The bombing of Libya in 2011 was engineered as regime change, despite its ostensible purpose of being a humanitarian intervention to save the people of Benghazi. Around 30,000 died in that bombing. The civil war that started then still rages six years on with many thousands more dead and displaced. The gloating of Hillary Clinton at the death of Gadaffi marked a low point of his administration.

One of the great myths perpetrated by rightwingers is that Obama did not intervene in Syria. His secretary of state Clinton was among the most hawkish, refusing to engage in any talks which involved President Bashar al-Assad, most crucially in 2012 when the US believed that he was about to be overthrown.

The US has covertly intervened in Syria using special forces and by giving support to opposition groups. Obama wanted to launch military intervention against Assad in the summer of 2013, but was only prevented from doing so by the vote in the British Parliament against war.

The closest allies of the US in the Middle East, such as Saudi Arabia, Qatar and — until recently — Turkey have been heavily involved in supporting Isis and other groups.

A major reason for Obama’s more risk-averse approach to direct intervention was his understanding of just how deeply unpopular the wars in Iraq and, to some extent, Afghanistan were. Hence less use of US troops on the ground and a much bigger use of special hit squads and drone warfare. This is virtually cost free for US lives but deadly for civilians in the countries bombed.

Increased surveillance, the use of torture and the continuing existence of Guantanamo Bay have all marked the Obama presidency. They are all intact to be taken over and further misused by Donald Trump.

Another legacy is the widespread demonisation of Vladimir Putin’s Russia, and the consequent build-up of Nato troops on Russia’s border. Again, encouraged by Clinton, this conflict is a major threat to world peace today. When Russia is blamed for everything from intervening in the US election (a bit rich coming from the US which intervenes in so many elections) to leaking the ending of the BBC’s Sherlock series, we should be aware of the prospects for further clashes.

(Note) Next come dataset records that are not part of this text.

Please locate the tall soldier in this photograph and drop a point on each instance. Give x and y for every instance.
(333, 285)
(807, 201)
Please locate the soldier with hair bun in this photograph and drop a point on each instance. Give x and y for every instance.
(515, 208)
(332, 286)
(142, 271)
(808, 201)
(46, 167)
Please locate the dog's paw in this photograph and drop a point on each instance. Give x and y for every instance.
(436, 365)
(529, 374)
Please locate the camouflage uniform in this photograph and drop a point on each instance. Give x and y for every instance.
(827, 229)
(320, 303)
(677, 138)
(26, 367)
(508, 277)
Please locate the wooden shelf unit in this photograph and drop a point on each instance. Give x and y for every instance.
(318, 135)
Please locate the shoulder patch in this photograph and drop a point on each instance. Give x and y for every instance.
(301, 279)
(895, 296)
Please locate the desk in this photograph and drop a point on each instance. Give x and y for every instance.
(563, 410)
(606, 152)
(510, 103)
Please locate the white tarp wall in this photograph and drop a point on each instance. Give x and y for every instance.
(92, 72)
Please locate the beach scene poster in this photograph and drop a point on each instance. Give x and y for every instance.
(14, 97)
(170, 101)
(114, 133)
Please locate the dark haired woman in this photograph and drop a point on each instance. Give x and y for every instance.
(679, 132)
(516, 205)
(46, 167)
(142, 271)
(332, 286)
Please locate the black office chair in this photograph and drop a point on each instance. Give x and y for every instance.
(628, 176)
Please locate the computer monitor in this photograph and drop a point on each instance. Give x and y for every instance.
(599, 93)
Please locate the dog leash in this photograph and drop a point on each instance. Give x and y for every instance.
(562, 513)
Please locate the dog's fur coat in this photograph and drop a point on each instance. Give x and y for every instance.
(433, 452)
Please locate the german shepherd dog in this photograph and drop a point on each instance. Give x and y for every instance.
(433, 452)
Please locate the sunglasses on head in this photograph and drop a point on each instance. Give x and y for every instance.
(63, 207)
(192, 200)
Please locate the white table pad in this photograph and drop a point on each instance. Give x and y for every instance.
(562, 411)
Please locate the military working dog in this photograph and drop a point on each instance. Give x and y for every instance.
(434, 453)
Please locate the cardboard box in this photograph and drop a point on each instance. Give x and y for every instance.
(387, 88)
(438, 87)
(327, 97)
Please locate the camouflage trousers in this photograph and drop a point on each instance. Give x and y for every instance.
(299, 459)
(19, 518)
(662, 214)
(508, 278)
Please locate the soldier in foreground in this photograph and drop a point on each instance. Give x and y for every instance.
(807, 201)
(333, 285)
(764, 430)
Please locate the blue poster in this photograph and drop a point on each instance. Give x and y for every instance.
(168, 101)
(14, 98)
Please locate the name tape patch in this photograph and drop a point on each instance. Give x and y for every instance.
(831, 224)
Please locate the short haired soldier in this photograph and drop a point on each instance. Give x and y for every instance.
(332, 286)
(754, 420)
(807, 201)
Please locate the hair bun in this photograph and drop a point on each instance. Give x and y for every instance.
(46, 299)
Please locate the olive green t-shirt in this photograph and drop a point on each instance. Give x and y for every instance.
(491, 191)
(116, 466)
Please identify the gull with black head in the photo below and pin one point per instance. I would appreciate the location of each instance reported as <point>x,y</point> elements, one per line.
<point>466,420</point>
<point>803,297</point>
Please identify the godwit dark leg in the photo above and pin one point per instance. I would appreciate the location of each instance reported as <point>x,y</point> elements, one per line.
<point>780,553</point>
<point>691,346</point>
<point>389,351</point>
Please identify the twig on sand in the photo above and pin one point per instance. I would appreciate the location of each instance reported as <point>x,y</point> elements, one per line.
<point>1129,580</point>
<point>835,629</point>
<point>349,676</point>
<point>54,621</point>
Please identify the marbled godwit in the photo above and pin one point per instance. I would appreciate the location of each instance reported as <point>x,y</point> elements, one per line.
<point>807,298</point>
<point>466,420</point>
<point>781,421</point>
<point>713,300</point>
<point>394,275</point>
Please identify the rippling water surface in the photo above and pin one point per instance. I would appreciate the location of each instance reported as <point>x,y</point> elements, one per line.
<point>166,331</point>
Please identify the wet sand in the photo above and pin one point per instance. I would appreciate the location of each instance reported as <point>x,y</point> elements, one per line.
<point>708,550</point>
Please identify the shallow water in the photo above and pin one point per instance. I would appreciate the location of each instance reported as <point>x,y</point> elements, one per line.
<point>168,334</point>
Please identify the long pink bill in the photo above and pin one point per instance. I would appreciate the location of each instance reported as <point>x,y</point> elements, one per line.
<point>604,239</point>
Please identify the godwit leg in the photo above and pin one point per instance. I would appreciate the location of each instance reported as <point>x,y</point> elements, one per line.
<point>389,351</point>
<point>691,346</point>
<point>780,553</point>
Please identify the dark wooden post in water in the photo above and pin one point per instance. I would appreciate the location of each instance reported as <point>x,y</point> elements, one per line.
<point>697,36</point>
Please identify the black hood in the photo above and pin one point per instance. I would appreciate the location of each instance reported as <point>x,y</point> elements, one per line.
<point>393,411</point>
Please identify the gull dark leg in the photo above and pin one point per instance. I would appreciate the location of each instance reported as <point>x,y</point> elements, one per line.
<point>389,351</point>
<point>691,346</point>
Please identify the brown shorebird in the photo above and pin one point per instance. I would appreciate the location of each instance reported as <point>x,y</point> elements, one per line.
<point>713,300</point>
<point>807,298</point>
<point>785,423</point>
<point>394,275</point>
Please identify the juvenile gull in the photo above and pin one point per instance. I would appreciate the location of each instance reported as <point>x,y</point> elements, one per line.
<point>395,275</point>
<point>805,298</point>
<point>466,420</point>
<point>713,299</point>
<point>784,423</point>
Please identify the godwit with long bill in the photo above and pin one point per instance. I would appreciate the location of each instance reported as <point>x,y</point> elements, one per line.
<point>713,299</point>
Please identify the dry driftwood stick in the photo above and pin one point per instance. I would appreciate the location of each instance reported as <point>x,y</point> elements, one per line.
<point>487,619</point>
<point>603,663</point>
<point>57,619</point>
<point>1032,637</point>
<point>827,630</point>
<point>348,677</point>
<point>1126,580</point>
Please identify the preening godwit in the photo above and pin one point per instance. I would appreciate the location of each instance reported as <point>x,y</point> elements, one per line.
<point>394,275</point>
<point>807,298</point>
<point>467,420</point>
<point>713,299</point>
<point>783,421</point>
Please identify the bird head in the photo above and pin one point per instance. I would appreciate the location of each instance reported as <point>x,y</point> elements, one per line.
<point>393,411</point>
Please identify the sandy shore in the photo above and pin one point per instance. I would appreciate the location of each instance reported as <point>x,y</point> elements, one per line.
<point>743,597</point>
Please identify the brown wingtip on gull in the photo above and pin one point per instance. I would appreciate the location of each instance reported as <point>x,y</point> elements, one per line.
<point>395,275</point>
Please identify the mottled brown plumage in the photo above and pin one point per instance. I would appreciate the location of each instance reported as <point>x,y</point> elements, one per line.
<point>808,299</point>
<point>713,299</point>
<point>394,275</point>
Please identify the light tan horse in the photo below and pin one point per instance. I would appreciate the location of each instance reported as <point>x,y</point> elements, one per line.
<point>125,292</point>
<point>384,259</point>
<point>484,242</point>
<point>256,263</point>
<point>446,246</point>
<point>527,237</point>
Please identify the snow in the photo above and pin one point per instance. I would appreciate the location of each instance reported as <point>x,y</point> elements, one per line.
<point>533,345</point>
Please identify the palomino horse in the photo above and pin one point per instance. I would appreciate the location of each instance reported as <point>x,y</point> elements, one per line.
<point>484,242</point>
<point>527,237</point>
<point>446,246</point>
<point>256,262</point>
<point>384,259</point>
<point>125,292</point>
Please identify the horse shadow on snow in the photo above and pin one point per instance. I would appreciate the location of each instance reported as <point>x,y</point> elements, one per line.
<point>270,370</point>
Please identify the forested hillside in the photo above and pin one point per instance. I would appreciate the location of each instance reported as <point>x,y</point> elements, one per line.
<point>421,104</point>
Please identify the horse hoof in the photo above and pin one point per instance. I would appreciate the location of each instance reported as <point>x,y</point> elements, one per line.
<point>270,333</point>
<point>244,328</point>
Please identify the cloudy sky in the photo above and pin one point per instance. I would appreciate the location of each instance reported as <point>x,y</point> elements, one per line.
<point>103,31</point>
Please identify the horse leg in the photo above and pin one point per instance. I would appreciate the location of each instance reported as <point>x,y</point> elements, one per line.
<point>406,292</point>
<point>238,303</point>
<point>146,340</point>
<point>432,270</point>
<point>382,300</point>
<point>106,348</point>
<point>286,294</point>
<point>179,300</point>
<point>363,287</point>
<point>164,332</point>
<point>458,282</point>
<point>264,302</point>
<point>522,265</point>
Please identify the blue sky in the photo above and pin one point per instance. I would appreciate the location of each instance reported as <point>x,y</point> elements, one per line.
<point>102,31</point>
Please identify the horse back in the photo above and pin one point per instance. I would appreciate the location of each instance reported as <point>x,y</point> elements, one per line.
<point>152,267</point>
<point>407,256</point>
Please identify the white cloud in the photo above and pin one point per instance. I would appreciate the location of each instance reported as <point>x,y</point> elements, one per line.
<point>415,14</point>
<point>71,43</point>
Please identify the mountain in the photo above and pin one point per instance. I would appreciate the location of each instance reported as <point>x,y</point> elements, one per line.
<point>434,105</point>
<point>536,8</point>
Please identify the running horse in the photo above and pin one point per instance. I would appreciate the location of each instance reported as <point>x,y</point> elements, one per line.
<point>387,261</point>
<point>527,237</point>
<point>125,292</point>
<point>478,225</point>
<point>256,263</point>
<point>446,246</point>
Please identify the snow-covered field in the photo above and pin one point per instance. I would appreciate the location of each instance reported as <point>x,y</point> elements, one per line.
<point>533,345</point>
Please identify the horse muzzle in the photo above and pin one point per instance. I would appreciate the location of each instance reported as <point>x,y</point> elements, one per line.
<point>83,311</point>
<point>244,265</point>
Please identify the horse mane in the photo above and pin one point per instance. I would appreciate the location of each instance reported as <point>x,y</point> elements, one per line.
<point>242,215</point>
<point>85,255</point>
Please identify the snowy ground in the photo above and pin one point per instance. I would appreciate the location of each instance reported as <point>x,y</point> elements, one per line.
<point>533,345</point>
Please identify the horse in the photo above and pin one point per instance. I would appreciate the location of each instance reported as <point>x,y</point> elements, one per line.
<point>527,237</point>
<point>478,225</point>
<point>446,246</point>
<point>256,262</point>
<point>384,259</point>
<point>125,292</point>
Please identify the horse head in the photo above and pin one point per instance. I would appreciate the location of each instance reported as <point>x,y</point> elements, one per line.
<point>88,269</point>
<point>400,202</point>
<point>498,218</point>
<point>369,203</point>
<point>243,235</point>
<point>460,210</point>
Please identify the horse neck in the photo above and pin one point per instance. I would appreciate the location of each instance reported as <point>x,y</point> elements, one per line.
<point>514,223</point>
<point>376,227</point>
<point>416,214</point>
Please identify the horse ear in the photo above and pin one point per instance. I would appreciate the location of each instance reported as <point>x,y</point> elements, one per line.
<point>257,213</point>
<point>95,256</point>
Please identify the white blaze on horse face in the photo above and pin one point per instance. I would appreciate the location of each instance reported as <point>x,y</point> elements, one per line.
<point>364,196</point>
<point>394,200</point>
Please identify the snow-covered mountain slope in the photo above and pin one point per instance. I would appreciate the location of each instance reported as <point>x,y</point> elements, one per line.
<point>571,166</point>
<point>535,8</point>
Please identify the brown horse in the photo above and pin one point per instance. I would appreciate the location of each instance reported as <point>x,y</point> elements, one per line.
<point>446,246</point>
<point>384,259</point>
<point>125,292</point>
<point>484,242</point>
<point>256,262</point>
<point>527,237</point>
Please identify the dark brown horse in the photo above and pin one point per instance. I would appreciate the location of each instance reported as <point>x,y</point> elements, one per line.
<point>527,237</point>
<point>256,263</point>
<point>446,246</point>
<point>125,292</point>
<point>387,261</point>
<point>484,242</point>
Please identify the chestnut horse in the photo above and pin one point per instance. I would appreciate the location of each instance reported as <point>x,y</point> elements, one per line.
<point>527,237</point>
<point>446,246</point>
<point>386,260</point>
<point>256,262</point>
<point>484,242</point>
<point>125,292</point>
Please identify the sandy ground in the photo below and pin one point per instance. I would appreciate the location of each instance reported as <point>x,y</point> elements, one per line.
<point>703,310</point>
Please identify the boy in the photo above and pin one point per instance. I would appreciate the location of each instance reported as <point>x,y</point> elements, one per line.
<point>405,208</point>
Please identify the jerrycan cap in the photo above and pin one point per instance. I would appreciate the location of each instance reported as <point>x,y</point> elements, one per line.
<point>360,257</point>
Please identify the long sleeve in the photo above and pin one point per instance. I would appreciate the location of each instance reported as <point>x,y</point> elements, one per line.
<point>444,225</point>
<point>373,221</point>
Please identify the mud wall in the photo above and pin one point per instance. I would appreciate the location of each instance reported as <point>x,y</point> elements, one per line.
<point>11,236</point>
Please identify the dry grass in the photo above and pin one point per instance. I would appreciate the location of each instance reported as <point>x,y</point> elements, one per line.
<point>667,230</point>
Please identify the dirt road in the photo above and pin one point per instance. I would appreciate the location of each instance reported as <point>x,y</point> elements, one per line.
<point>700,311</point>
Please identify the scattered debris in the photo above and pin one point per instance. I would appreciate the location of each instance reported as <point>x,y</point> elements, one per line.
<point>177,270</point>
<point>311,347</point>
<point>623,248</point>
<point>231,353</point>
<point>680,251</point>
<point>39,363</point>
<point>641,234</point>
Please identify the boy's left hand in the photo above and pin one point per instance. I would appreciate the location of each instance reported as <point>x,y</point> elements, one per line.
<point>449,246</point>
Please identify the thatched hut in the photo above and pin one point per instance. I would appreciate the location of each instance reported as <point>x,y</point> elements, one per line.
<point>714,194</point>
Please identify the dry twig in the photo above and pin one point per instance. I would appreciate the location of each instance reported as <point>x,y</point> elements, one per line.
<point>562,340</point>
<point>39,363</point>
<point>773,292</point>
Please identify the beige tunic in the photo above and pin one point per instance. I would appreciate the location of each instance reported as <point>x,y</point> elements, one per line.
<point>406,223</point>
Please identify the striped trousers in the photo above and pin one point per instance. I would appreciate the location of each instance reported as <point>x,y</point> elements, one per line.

Obama’s pivot to the Pacific has targeted China as a major military and economic rival. While Obama has been unable to develop it fully because the US has been bogged down in the Middle East, Trump has already made clear his lines of division with China, and this will be a major and dangerous feature of his foreign policy.

The migrants desperate to get from central and Latin America across the border to the US are themselves often victims of US trade and economic policies in their home countries.

Obama has backed these policies and the successive right-wing assaults on democracy from Brazil to Honduras.

Trump will continue these policies with a vengeance. He also claims that he will deal with terrorism, although his Islamophobia and racism are likely to help fuel it.

The truth is that terrorism worldwide has grown exponentially during the period of the war on terror from 2001 and Obama’s policies — drone warfare, rendition, deportation and continued occupation — have done much to create the conditions where it thrives.

Perhaps the worst picture of Obama during these years is the one where he is shown, along with Clinton and the military, watching the real-time assassination of Osama bin Laden.

We were told then it would mark a turning point in the war on terror. The opposite has proved true. Most of us fear for what Trump can and might do, and detest his racist, sexist braggadocio. But we should remember that Obama could have done so much more — and didn’t.

  • Lindsey German is convener of the Stop the War Coalition.